¡Muy bien, estoy encantad@!

“Es imposible no comunicar”, reza una de las frases favoritas en la PNL. Sin embargo es bastante común comunicar mal o sin darnos cuenta, comunicar la información equivocada, dejando mucho margen para la “lectura de pensamiento” en los demás.

Una de las áreas donde nos complicamos mayormente la vida, es a la hora de ofrecer nuestra retroalimentación o feedback, o simplemente comunicar si nos gustó o no nos gustó una experiencia. Ofrecer nuestra opinión, está cargada en el inconsciente colectivo, con una connotación de juicio o de simple temor a no querer ofender o hacer el ridículo. Es verdad que dar feedback y hacerlo de forma positiva es un arte que algunos nos saben manejar. La retroalimentación mal gestionada, sin tener en cuenta algunas pautas de educación y de neutralidad: no gusta, no es agradable y  no es ni siquiera útil.

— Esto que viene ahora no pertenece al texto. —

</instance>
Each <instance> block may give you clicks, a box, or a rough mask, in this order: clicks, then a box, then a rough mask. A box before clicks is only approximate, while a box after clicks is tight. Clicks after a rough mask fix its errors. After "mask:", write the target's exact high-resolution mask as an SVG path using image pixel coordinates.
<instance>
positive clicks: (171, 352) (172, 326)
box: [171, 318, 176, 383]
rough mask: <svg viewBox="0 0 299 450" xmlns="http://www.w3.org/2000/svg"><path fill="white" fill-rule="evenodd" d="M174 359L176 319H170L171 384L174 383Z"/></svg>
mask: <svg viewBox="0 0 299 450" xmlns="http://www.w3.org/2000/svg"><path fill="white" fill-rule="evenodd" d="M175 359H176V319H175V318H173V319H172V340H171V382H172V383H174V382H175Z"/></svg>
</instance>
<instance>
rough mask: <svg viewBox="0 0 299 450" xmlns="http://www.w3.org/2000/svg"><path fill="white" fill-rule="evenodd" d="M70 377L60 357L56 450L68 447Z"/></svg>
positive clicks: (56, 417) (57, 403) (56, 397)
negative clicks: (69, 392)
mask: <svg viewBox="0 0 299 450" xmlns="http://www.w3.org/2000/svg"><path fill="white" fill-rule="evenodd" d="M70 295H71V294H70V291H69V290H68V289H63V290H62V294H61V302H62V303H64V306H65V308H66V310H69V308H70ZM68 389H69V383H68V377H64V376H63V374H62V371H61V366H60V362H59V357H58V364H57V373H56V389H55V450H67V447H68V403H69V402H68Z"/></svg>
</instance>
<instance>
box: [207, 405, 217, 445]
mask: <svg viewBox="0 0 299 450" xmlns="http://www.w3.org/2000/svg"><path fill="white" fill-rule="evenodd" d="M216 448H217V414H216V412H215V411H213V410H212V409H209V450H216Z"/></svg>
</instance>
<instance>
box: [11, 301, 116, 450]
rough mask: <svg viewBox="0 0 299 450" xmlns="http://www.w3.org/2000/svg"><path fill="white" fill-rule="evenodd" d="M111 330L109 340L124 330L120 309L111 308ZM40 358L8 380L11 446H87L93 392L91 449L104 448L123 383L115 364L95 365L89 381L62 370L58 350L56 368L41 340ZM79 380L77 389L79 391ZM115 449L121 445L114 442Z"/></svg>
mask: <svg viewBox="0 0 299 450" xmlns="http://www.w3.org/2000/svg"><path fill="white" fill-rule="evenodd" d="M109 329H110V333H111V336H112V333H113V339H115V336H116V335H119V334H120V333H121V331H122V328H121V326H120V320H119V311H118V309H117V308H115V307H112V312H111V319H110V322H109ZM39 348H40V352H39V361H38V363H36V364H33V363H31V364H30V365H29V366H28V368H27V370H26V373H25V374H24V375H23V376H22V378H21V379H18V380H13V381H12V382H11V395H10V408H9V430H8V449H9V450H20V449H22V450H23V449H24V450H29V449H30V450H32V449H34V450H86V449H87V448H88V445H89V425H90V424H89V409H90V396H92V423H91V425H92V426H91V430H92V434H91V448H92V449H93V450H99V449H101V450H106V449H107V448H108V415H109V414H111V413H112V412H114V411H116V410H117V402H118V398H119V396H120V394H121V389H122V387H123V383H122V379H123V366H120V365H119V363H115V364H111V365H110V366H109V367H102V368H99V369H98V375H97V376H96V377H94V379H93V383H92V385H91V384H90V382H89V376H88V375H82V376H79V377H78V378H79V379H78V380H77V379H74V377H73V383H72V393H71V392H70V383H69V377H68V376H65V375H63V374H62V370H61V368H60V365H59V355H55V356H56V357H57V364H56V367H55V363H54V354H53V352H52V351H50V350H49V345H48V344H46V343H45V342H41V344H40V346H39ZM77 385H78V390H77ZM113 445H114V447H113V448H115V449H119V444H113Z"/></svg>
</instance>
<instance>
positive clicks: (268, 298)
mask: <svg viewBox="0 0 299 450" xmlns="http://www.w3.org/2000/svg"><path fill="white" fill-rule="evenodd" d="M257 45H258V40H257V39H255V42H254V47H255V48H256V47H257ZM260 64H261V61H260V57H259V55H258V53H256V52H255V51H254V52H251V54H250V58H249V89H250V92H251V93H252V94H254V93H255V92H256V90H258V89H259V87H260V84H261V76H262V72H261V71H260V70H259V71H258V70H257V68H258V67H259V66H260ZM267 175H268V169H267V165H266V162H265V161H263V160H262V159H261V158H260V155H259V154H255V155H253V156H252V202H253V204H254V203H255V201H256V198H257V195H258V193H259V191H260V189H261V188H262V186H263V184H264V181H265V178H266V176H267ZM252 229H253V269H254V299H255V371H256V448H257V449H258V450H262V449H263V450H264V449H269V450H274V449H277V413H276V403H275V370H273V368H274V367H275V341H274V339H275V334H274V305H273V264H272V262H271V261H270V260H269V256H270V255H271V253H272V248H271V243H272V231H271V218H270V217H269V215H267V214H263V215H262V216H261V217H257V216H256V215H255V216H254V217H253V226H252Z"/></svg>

Las tres pautas de una buena retroalimentación son:

Pedir el permiso a ofrecer nuestro feedback

Especificar que lo que decimos es nuestro punto de vista

Dar nuestra opinión acerca de la situación y nunca sobre la persona en si

Lo primero es fundamental, para evitar entrar en el área sensible de los demás y asegurarnos de que hemos creado un clima de confianza entre ambos.

Lo segundo es asumir la responsabilidad de lo que vamos a decir a continuación, recordándonos que lo que vemos es una verdad de nuestro mundo interior según lo que sabemos y no una verdad absoluta.

El tercero, sobre todo si tratamos temas con espinas, nos evitará enfrentamientos de carácter personal o entrar en mecanismos de defensa emocional con quien recibe feedback.

Pero hay una clase de retroalimentación que a menudo olvidamos hacer, que es totalmente bienvenida, apreciada y añade siempre valor sin riesgo. Se trata de comunicar lo que nos gusta, comunicar que tuvimos una bonita experiencia, disfrutamos de una clase, de un masaje, o de cómo nos atendió la camarera, que nos supo delicioso lo que comimos al restaurante, etc. Al buen trato, la buena calidad, el buen servicio, raramente dedicamos el esfuerzo ( no hay costumbre) de ofrecer un FEEDBACK POSITIVO. Personalmente pienso sea una lástima, ya que ayudaría mucho a los profesionales para saber en que dirección se mueve su excelencia, lo que le gusta a su cliente y…sentir que su propio trabajo es bueno.

Piénsalo en tu experiencia: las veces que te haz esforzado, haz dado lo mejor de ti, sabes que hiciste un buen trabajo y sin embargo el cliente se marcha con cara de póquer. Seguramente el cliente (y tu también) da por entredicho que todo fue genial, pero no hay certeza. Lo sabes por suposición o lectura del pensamiento.

Acostumbrarnos a valorar el trabajo de los demás, decir que y como nos gustó, además nos asegura recibir mas de lo que nos gusta en futuro: es una inversión. Y funciona también muy bien en la esfera de las relaciones personales, es un refuerzo positivo que le regalamos a los demás ayudándoles a fortalecer su autoestima y reforzando el comportamiento positivo ( por ejemplo con los niños).

Así que, no temas exponerte, a todos nos gusta saber que lo hemos hecho bien, que lo que hacemos genera ilusión en el otro….¡verás que sonrisas y cambios en las relaciones! Lo que damos lo recibimos de vuelta 😉 y este caso es buen karma.